Sonny and Cher
1-1-2019: Return of the Prodigal Public Domain
17 U.S.C. section 101 et. seq is the US Copyright Act, a bit of legislation I have seen change and expand over the past 30 years of professional curiosity. In that time, I have seen the growth of the US public domain come to a screeching stop. A magic 20 year extension of copyright protection was added to all extant works as a matter of law in 1998. This meant no new works were added to the public domain body of writings, fine art, films, songs, dance, or photography that we are all free to use as we like, whether they are liberally incorporated into new works or copied wholesale.
- What is the public domain? Works that are not under anyone’s control or ownership are essentially common stock, free to use, remix, and reuse. Thus, a work in the public domain, like Shakespeare’s plays or Mozart’s compositions, can be reproduced and used freely by anyone with or without alteration. It can be adapted to create a new work that itself can be protected by copyright to the extent of the newly composed portions. The public domain spurs new creations, like West Side Story, based on Romeo and Juliet, and even Pride & Prejudice & Zombies.
That was the impact of the Sonny Bono Copyright Term Extension Act (CTEA). Sonny was a California congressman and former pop star and songwriter.
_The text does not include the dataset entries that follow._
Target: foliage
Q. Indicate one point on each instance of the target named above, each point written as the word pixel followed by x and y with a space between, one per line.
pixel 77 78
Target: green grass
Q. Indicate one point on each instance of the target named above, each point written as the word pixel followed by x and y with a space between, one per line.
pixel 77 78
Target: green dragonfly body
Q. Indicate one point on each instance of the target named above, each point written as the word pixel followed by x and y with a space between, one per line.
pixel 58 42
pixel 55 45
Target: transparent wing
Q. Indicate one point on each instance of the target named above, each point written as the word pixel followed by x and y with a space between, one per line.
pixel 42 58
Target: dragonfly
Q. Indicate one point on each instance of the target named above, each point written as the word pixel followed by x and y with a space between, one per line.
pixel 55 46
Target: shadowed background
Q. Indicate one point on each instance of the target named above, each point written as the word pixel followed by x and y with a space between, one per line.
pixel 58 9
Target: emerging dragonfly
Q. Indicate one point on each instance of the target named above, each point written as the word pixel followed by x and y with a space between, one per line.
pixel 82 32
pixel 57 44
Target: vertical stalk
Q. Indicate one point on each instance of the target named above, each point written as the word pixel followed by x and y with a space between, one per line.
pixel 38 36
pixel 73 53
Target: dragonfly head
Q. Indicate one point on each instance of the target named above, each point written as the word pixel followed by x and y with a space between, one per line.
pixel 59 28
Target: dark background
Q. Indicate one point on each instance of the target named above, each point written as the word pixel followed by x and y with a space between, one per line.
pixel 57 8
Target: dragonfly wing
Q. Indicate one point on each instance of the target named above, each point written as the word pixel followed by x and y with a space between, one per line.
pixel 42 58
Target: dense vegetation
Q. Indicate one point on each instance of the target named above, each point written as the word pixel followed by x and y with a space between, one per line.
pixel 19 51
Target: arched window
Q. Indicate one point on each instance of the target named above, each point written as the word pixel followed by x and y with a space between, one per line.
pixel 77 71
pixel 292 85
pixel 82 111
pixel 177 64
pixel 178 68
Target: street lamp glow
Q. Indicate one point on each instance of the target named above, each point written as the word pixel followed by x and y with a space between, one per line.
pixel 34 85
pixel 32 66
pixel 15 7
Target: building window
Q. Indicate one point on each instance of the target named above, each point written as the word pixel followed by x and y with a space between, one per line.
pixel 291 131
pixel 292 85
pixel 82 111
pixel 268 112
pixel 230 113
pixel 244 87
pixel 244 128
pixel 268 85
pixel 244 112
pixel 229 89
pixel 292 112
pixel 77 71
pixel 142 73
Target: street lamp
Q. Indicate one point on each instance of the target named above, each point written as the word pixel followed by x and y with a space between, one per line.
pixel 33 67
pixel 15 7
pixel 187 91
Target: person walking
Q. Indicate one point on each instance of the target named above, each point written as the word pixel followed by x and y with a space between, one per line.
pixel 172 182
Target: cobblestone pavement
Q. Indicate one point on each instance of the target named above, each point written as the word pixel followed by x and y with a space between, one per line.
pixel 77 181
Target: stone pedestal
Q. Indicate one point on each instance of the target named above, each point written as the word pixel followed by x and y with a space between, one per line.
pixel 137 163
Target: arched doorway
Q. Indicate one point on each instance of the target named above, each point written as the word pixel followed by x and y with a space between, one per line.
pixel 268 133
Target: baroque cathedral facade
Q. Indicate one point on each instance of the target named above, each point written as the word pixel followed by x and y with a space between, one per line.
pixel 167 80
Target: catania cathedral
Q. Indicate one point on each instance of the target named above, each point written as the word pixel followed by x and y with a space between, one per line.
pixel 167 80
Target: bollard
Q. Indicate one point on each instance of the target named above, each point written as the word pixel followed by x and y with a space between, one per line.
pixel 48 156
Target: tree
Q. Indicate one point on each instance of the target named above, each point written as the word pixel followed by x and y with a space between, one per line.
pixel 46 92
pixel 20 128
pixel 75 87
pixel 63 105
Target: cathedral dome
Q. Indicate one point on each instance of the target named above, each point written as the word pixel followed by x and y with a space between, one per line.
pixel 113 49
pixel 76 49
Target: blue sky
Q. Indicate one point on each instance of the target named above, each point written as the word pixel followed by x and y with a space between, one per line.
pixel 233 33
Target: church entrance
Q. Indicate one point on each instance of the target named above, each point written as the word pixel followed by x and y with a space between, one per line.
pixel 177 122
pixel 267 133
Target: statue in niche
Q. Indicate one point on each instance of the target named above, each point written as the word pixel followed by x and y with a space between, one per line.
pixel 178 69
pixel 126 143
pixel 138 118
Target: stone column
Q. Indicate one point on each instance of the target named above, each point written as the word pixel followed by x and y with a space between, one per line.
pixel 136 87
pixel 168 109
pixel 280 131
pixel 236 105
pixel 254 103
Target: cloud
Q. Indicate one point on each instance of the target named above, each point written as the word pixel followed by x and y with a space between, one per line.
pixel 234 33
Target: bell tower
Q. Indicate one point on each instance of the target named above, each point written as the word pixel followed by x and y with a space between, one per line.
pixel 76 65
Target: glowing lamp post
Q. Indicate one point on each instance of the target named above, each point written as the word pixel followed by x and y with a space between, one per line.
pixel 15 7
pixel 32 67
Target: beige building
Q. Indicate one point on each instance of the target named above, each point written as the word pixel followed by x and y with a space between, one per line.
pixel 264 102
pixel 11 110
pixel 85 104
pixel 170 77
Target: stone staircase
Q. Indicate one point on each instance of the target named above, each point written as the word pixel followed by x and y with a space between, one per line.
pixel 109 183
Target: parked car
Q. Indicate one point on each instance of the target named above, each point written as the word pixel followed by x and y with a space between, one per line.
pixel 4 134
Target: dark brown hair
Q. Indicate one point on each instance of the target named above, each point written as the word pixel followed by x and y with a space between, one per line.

Best known as the mustachioed half of “I’ve Got You Babe” duo Sonny & Cher, he was a proponent of extending the time of copyright protection from life of the author plus 50 years to the longer term of life of the author plus 70 years. His skiing accident death turned the bill he proposed into a bit of a memorial statute. So, 20 years was added by fiat to all then existing protected works in 1998 and thus songwriter Sonny had a legacy for his survivors.
- What is copyright? Briefly, in the US, it is the automatic protection for original works of authorship fixed in a tangible medium of expression, or “OWAFTME” as I have nicknamed it. The copyright owner has the exclusive right during the period of protection to authorize copies of that work, including reproductions, adaptations, translations, transformations and derivative works, public performance or displays as the case may be for the kind of work and the exclusive right to license and authorize others to do those things. And that exclusive period of control is now roughly not only for the life of the author but also for that of one generation of their descendants’: life plus 70 years.
After 11:59 pm Monday night, this protective bubble bursts, and there will be works that once again are free for all of us to use as our own: in the public domain. There is still the 20 year extension bubble going forward over more recent works, but now the life plus 70 protected works of those "authors" (the term by which all creators of any work, from choreography to sound recordings are known) will mean works of an author who died in 1948 will be free to use by all as to use as we like as of midnight 1-1-2019. Works made for hire are not gauged by the death of the individual creator but generally have a set 95 years from publication. So 1923 works join the public domain then too, even those works made for hire for a corporation, many of them still in existence. And many publishers and film companies continue on in the same or conglomerated form, exploiting those old cash cows, still in copyright works.
Why did we do it? This 20 year windfall was seen as putting the US on a more even keel with other industrial countries, particularly with Europe, where life plus 70 years was a typical term. But rather than being PROSPECTIVE term for new works, where the idea that copyright is an incentive for creators to make and release new works, the change was made for all works, including those created decades before, whose authors were long cold in the ground and beyond any such coaxing.
The term rules are made more complex by the various extensions of term for the 1909 Act works, a law effective until 1-1-1978. (The current Copyright Act, is known as the 1976 Act. I know: this is The Law, home of obfuscation.) Those 1909-governed works originally had technical rules about publication and notice which caused many works to fall into the public domain on a technicality. Add in the US joining the international Berne Copyright Convention in 1989 and having to reinstate protection to foreign copyright owners who’d lost protection due to those old arcane rules. Copyright law is a complex and fierce, like barrel filled with biting, angry weasels whose tails are tangled.
Perhaps most importantly, these 1923 works were created with the expectation of 28 years protection. If the work was profitable, authors would renew for another 28. It's a myth that the length of the term of copyright provided incentive any of the copyright term extensions for works created arguably before 1-1-78. The laws under which they were created offered no such extensive posthumous protection.
So who was the real recipient of this government largess? Now, this little rat pictured on this page, born in 1928, avoids the public domain until the end of 2023 (1-1-2024). I am sure that is just a coincidence. Without the Sonny Bono term extension, Steamboat Willie Mickey would have entered the public domain after 2003 (1-1-2004), a scant 5 years after the enactment of the CTEA.
Copyright is a bargain: limited time protection and financial and other control in exchange for public disclosure. This quid-pro-quo is to fuel our marketplace of ideas. Over-protection stifles new works as too much control limits the leeway for new works to build upon prior ones. A thriving public domain is one of the ways the regime balances the scales in favor of free expression. I’ll be popping my cork at midnight for the return of that auld friend, the American public domain.